Deutschlands weltpolitische Rolle sei gerade in letzter Zeit deutlich gewachsen. Vor allem die Währungs- und Brexit-Krise in der Europäischen Union, aber auch die Führungsschwäche der USA unter Donald Trump rückten Deutschland als wichtigstes EU-Land immer mehr in den Vordergrund.

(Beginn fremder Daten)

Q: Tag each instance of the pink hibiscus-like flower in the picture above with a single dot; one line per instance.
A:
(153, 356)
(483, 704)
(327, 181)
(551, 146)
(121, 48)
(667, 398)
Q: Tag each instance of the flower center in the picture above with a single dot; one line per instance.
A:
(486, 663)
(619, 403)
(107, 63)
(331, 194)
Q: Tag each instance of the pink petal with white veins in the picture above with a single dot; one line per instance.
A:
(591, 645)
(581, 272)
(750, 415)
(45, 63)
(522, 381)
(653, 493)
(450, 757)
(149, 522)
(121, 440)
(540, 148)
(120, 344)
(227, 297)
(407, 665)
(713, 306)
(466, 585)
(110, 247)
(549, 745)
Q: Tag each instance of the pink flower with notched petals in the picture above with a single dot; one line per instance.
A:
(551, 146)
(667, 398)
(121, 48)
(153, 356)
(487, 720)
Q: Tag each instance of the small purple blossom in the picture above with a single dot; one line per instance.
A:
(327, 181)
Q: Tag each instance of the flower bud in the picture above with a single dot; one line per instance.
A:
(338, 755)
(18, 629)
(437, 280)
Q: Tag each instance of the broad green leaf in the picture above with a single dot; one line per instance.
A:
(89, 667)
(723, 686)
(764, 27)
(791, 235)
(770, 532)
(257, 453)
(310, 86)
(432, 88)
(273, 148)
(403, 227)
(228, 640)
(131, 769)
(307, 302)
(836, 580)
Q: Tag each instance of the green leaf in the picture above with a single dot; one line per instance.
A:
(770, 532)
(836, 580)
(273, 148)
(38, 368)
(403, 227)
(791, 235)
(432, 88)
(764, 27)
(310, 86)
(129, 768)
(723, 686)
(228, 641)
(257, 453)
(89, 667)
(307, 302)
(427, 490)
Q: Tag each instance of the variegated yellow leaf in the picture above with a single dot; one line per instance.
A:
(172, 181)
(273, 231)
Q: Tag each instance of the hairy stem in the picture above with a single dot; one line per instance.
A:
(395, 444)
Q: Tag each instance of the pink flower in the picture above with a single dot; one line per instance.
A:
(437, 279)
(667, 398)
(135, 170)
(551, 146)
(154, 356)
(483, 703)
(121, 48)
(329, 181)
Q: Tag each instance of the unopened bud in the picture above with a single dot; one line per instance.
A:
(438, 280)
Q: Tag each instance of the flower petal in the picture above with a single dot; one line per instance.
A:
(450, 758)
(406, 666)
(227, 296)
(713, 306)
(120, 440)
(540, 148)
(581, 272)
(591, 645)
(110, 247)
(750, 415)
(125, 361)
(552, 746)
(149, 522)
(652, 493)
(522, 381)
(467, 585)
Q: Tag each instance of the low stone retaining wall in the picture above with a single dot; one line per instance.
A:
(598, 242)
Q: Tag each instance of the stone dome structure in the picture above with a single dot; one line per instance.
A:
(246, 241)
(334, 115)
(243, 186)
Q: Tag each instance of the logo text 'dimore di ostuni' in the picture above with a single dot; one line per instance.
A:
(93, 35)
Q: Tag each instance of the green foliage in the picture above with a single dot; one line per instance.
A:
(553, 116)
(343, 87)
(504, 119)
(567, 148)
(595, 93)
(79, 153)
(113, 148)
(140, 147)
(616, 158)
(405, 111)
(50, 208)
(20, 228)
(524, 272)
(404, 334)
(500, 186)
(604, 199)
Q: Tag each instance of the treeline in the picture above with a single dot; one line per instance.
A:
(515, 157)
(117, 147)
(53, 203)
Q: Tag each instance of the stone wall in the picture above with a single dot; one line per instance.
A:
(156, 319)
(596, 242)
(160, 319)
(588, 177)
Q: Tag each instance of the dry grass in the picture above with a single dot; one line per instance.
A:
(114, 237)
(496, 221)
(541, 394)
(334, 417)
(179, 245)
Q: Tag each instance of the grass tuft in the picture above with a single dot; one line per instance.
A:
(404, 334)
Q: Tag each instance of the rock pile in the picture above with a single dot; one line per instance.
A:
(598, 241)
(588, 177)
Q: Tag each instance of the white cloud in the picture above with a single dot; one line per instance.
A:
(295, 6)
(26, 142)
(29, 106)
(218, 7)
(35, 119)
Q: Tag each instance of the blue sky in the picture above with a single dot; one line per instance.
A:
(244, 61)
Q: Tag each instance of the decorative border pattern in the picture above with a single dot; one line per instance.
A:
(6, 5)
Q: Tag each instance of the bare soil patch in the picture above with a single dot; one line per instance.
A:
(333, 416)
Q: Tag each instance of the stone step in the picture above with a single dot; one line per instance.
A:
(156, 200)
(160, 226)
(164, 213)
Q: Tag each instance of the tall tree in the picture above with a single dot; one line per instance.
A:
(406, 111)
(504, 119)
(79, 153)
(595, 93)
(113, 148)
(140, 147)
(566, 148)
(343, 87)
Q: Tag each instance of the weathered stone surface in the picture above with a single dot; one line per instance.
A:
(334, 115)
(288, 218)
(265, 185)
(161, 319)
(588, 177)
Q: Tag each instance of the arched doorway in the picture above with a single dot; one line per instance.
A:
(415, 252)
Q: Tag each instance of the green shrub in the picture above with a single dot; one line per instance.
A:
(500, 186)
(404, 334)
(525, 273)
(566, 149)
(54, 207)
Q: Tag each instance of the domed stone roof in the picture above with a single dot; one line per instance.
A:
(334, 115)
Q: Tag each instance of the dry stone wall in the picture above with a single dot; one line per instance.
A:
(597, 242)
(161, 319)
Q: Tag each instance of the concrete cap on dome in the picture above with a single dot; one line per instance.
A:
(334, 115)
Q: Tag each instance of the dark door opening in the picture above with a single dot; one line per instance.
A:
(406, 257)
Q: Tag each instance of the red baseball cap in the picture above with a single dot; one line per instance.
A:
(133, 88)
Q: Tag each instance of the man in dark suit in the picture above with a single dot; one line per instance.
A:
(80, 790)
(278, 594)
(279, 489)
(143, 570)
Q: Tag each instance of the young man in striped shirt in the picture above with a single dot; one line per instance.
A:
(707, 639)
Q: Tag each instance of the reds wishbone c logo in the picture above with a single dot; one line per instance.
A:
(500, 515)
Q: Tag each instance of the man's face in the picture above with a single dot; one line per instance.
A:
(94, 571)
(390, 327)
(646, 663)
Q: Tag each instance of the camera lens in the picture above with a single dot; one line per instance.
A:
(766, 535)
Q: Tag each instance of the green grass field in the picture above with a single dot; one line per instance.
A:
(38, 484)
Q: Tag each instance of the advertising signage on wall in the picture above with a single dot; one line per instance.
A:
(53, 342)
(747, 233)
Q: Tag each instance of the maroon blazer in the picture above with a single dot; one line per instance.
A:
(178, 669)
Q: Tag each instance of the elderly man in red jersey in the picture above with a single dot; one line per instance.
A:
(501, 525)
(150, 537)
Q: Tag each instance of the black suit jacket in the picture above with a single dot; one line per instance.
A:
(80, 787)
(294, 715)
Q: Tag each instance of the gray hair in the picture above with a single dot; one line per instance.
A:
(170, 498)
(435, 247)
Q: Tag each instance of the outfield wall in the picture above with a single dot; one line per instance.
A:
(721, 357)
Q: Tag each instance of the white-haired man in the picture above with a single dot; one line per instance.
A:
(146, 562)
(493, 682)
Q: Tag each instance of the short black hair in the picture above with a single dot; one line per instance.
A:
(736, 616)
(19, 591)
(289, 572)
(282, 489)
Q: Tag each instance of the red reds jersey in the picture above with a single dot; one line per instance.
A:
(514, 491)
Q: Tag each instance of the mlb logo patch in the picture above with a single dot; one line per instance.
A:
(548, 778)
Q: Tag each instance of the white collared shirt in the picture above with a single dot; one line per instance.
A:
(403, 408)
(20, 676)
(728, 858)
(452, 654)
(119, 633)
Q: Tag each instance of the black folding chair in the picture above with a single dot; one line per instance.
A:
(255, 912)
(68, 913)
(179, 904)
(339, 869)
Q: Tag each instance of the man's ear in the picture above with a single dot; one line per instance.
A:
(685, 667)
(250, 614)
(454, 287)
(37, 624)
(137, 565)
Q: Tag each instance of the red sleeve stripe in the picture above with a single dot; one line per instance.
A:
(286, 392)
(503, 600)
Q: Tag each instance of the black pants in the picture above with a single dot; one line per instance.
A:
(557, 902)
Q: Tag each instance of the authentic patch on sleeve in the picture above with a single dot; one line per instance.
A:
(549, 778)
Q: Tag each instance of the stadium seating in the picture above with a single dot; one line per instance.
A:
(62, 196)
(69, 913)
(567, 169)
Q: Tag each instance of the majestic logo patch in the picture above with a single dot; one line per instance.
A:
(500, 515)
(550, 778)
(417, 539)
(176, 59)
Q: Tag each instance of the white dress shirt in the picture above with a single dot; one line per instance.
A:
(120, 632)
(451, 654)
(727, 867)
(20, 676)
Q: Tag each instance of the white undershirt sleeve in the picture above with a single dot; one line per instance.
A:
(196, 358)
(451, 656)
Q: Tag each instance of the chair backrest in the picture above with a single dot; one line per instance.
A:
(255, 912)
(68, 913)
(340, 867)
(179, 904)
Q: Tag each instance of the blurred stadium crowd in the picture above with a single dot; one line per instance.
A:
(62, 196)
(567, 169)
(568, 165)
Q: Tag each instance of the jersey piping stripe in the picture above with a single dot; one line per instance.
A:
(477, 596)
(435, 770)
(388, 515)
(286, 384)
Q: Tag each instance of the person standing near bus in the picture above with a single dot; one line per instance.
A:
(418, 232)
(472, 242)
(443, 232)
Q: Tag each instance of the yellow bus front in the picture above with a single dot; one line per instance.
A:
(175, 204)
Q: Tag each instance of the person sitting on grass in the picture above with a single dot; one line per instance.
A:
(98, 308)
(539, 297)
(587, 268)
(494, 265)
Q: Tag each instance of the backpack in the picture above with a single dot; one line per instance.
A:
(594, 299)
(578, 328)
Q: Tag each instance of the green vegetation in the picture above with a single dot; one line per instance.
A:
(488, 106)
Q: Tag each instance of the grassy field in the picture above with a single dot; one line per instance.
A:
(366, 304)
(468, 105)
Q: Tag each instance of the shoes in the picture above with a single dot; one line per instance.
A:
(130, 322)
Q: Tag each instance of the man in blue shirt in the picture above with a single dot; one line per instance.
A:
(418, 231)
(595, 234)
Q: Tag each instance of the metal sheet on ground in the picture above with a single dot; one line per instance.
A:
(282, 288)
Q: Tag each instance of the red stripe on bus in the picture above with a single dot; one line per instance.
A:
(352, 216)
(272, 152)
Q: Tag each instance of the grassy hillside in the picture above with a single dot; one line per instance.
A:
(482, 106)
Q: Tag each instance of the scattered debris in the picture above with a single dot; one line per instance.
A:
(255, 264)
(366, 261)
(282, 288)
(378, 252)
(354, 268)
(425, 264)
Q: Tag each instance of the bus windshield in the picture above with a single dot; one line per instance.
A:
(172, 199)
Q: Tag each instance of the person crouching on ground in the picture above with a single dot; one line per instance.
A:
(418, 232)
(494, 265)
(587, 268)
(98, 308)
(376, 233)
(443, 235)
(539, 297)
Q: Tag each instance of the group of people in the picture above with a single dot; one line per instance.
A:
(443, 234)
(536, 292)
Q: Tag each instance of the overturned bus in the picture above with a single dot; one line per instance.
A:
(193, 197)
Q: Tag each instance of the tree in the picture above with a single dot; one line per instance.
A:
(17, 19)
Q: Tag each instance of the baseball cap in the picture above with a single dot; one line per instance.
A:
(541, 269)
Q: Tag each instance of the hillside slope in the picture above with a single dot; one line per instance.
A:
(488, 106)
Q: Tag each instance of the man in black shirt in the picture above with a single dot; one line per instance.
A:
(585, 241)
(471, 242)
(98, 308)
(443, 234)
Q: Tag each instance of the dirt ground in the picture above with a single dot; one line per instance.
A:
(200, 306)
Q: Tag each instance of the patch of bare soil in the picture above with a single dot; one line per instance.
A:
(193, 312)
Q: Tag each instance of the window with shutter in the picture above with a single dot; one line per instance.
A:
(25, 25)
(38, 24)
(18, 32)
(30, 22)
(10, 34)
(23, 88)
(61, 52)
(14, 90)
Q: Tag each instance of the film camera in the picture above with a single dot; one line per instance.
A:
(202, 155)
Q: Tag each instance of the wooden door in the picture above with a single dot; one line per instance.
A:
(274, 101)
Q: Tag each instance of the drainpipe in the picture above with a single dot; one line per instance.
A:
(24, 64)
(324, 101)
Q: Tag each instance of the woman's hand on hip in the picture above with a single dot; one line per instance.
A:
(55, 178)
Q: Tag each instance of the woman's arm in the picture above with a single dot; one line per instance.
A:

Aber die meisten Wähler, so Bollmann, seien "nicht bereit, das anzunehmen." Das Ideal der Deutschen sei es, "eine große Schweiz zu sein, neutral zu sein, sich aus allem rauszuhalten."

Diese Weltsicht ist in Krisenzeiten immer schwieriger durchzuhalten, und die Wähler spüren das. Umso größer aber, so Bollmann, werde deren "Bedürfnis nach Stabilität" – und dafür stehe die unaufgeregte Kanzlerin.

"Merkel hat in Krisen Profil gewonnen"

Der Vorwurf, sich durch nichts erschüttern zu lassen, aber auch keine mitreißenden Programme und Ziele zu entwickeln, begleitet Angela Merkel schon viele Jahre.

Vor der letzten Bundestagswahl im Jahr 2013, erinnert Bollmann, habe es die Kanzlerin vermocht, die Griechenland-Krise weitgehend aus dem Wahlkampf herauszuhalten. Ihre Devise, ruhig abzuwarten und die Probleme nach der Wahl ohne innenpolitischen Druck anzugehen, habe sich damals ausgezahlt.


Das könnte auch in diesem Jahr so laufen. Er sei sich nicht mehr sicher, sagt Bollmann, "ob dieser Charakterzug durch und durch negativ ist" – oder ob es möglicherweise doch von Vorteil sei, dass die Kanzlerin die Deutschen mit vielem nicht behelligt: "Dass Deutschland in der Krise so ruhig geblieben ist, das liegt ja auch an ihr" – also an Merkels ruhiger, unaufgeregter Art und Weise, sich nicht einmal von Recep Tayyip Erdogans verbalen Ausfällen und diplomatischen Zumutungen aus der Ruhe bringen zu lassen.

In der heutigen Lage, gibt Bollmann zu bedenken, würde eine "Basta-Politik" im Stil von SPD-Kanzler Gerhard Schröder die Situation wohl eher verschärfen als vereinfachen.

Derzeit gebe es keine Krise, von der sich die deutschen Wähler wirklich bedroht fühlten. "Das war in der Flüchtlingskrise anders" – doch die sei mittlerweile kein Angstthema mehr: "Die Flüchtlingsströme sind abgeebbt, die Integrationsmaßnahmen beginnen zu greifen. Objektiv ist das Problem nicht mehr so drängend", sagt Bollmann.

Der Wähler freue sich stattdessen, dass Merkel und Seehofer offenbar wieder "miteinander können", dass die Konjunktur stabil ist, dass es kleine Fortschritte im Klimaschutz gibt, dass auf Merkels Wahlkampfveranstaltungen die optimistischen, vertrauenserweckenden Botschaften vorherrschen.

Allerdings betont der Experte auch: "Merkel hat vor allem in Krisen Profil gewonnen." Das gelte für die Finanz-, Euro- oder Ukrainekrise und sogar für die Flüchtlingspolitik.

Urteile über Politiker, gibt er zu bedenken, unterlägen "immer auch gewissen Konjunkturen". Zu Jahresanfang sei Merkel fast schon abgeschrieben gewesen, jetzt gelte sie wieder als unbesiegbar.

Als 2010 Bundespräsident Horst Köhler völlig überraschend zurücktrat, die Union die Landtagswahlen in Nordrhein-Westfalen verlor und die Griechenland-Krise begann, sei Merkel "fast schon am Ende" gewesen, sagt Bollmann. "Damals hätte niemand sie 'Teflon-Kanzlerin' genannt."